The bill would guarantee health coverage with no out-of-pocket costs for all California residents, including people living in the country illegally. The state would contract with hospitals, doctors and other providers and pay the bills for all residents similar to the way the federal government covers seniors through Medicare.
—Modern Healthcare
MIDWEST: CHS rejects $2.4 billion buyout bid for its hospitals in Fort Wayne
Community Health Systems has rejected a $2.4 billion buyout offer for its eight Fort Wayne, Ind., hospitals, saying the proposal was inadequate by at least $1 billion.
CHS was first approached about a potential buyout in November by 10 doctors who formed a group called Fort Wayne Physicians to negotiate a deal, CHS said.
The proposed offer of $2.4 billion was significantly below the valuations that 30 other hospitals that CHS is selling have fetched so far, CHS said in a statement.
CHS Chief Financial Officer Thomas Aaron said the system is getting about 12.5 times earnings before interest, taxes, depreciation and amortization for its divestitures.
With annual EBITDA estimated by J.P. Morgan at about $350 million at the eight Fort Wayne hospitals, the $2.4 billion offered falls more than $1 billion short.
The Fort Wayne hospitals, known as the Lutheran Health Network, are CHS' most profitable. They generate annual revenue of about $1.1 billion, J.P. Morgan estimates.
Struggling CHS has been divesting hospitals and other assets to reduce debt of $15 billion. The hospital company, the nation's second-largest investor-owned system with 155 hospitals, posted a net loss of $1.7 billion in 2016.
—Dave Barkholz
MetroHealth making smaller hospitals a focus
Cleveland-based MetroHealth's 12- and 16-bed hospitals coming online next year will join the ranks of a series of other so-called "micro-hospitals" opening around the country.

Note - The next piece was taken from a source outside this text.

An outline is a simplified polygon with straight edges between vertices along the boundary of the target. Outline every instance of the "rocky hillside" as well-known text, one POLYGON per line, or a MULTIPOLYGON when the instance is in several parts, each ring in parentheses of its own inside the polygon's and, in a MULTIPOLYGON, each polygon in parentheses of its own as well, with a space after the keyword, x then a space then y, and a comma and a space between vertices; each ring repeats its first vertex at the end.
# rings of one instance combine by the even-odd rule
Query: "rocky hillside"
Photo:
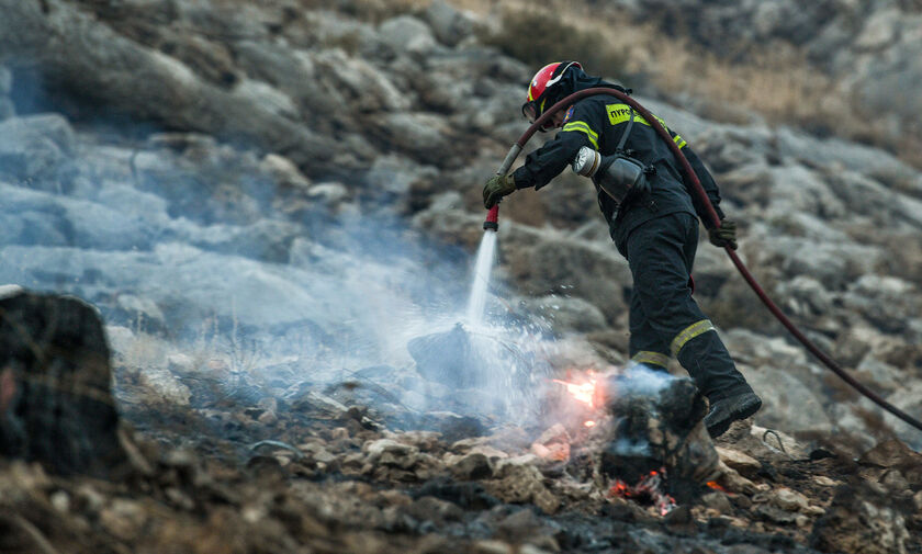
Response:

These small 24/7 inpatient facilities are designed to fill service gaps in hyper-local markets that couldn't support a full-scale hospital.
In a $25 million project, MetroHealth plans to add single-occupancy patient rooms to its Cleveland Heights and Parma facilities, which already have an emergency department and services including lab, pharmacy and radiology. With the addition of 12 beds in Cleveland Heights and 16 in Parma, the facilities will each become community hospitals-a term MetroHealth CEO Dr. Akram Boutros prefers to micro-hospital.
Both of the facilities are former HealthSpan urgent-care sites and medical offices. The HealthSpan dissolution last year has allowed MetroHealth to expand quickly and at a relatively modest cost. In addition to taking on these sites, MetroHealth hired many of the physicians that had been part of HealthSpan's medical group.